Plaintiff Ann Becker
(“plaintiff”) filed this action against various defendants for issues arising
out of bed bugs and black mold in her apartment. According to the operative Second Amended
Complaint (“SAC”), on or about March 23, 2000, plaintiff signed a lease at the
Westerly for apartment D302. (SAC,
¶28.) Plaintiff asserts that in 2015,
she began to suffer from bites of an unknown origin, and further noted the
existence of mold in her apartment. (Id.
at ¶30.) Plaintiff contacted management,
which sprayed the apartment for treatment and this temporarily alleviated the
issue. (Id. at ¶31.) Plaintiff asserts that from 2016 to 2022, she
was bitten again and asked management to fumigate again. (Id. at ¶¶32-38.) Management allegedly did not comply with this
request. (Ibid.) Plaintiff claims she received a tetanus shot
for these bites and the doctor confirmed she was bitten by bed bugs. (Id. at ¶39.) Though the doctor wrote a note stating the
apartment should be fumigated, management purportedly did not comply. (Ibid.) Management allegedly came to inspect the unit
but told her there were no bed bugs. (Id.

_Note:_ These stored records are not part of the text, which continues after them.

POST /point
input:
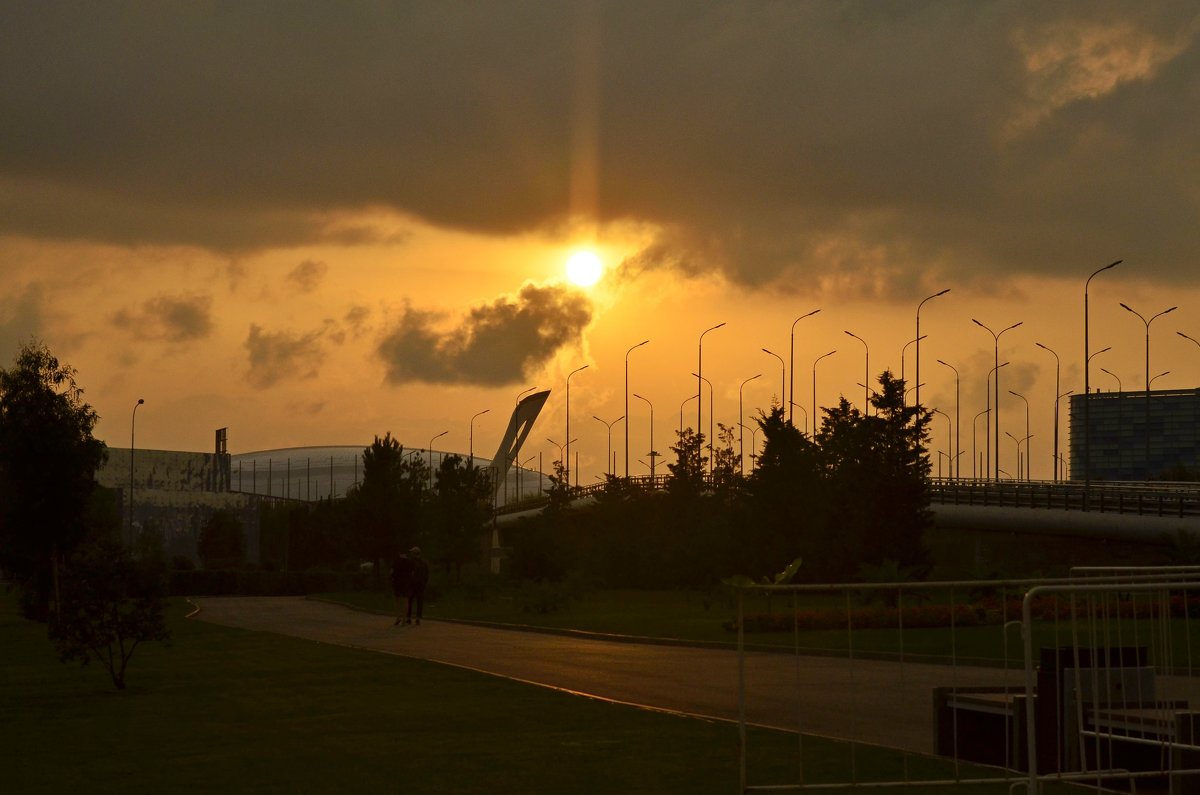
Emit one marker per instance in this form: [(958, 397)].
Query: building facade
[(1134, 435)]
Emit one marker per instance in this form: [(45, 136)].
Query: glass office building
[(1133, 437)]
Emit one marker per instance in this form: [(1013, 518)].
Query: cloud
[(171, 318), (21, 321), (307, 275), (497, 344), (984, 138), (282, 356)]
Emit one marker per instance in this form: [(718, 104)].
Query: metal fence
[(1098, 689)]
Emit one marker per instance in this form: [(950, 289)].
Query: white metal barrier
[(1110, 656)]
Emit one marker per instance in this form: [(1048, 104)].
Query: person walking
[(419, 579), (401, 584)]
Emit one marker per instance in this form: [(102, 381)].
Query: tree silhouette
[(48, 460)]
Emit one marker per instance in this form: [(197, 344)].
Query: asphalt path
[(873, 701)]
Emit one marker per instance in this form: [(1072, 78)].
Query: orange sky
[(358, 221)]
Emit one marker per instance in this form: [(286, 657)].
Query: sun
[(585, 268)]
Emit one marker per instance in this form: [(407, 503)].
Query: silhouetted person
[(419, 579), (402, 583)]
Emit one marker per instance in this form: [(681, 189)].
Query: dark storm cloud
[(496, 344), (814, 145), (307, 275), (172, 318), (21, 321), (282, 356)]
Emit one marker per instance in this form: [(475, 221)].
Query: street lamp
[(815, 412), (1029, 448), (1087, 389), (700, 374), (711, 412), (742, 466), (783, 375), (471, 438), (653, 453), (988, 393), (975, 448), (1057, 386), (627, 401), (1059, 464), (867, 374), (996, 357), (949, 431), (917, 400), (791, 363), (905, 350), (133, 423), (754, 442), (958, 425), (805, 412), (431, 458), (567, 464), (681, 411), (1152, 318), (609, 453)]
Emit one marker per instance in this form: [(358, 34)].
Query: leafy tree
[(786, 498), (688, 471), (876, 470), (461, 507), (222, 543), (111, 604), (388, 502), (48, 460)]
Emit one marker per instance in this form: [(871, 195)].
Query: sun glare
[(585, 268)]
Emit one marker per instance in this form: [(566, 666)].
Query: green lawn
[(226, 710), (707, 619)]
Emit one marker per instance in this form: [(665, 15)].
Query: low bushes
[(989, 611), (238, 583)]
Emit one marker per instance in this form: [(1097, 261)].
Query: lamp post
[(975, 449), (681, 411), (917, 400), (700, 374), (430, 450), (949, 432), (568, 449), (905, 350), (791, 364), (805, 412), (742, 464), (867, 374), (754, 442), (653, 453), (988, 436), (957, 465), (609, 452), (815, 412), (783, 375), (471, 437), (1029, 447), (1059, 464), (627, 400), (133, 423), (1087, 388), (996, 357), (1152, 318), (711, 412), (1057, 386)]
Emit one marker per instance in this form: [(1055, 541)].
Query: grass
[(226, 710), (702, 617)]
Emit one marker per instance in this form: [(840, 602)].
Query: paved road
[(870, 701)]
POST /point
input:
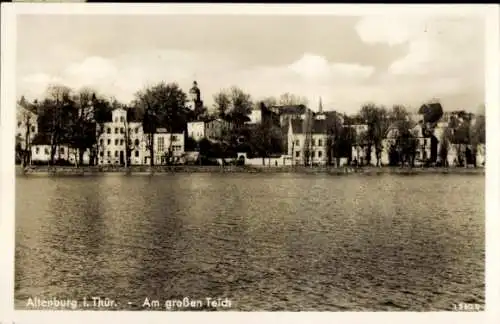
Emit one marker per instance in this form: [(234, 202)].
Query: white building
[(166, 146), (213, 129), (196, 130), (307, 144), (114, 137)]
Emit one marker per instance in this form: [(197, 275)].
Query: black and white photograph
[(235, 162)]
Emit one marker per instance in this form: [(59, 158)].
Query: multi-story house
[(168, 147), (27, 126), (212, 129), (120, 138), (307, 141), (290, 112)]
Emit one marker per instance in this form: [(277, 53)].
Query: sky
[(346, 60)]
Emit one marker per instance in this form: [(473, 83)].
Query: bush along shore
[(151, 170)]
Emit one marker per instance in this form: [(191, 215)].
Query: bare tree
[(27, 118)]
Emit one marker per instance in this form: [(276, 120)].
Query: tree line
[(77, 118)]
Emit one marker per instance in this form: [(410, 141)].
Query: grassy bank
[(99, 170)]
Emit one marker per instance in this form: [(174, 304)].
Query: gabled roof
[(317, 127), (291, 109)]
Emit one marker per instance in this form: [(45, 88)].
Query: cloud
[(312, 66)]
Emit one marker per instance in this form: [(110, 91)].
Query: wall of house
[(255, 116), (216, 128)]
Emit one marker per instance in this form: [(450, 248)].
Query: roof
[(291, 109), (318, 126)]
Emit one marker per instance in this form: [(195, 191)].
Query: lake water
[(266, 242)]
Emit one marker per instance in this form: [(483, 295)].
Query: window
[(161, 144)]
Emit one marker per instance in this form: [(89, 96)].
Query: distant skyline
[(347, 61)]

at ¶40.) Plaintiff later called the
health department regarding the black mold and bed bugs, causing the apartment
to be cited for health code violations.
(Id. at ¶¶41, 46.)
Currently before the court
is UDR Marina Pointe LLC dba The Westerly on Lincoln’s (“defendant”) demurrer
to the SAC. Plaintiff opposes.
The court previously ruled
on a demurrer to plaintiff’s FAC. It
sustained the demurrer as applies to the battery and nuisance claims. (11/15/22 MO.)
Defendants demur to the
first, eighth, ninth, and sixteenth causes of action on the grounds of failure
to state sufficient facts and uncertainty.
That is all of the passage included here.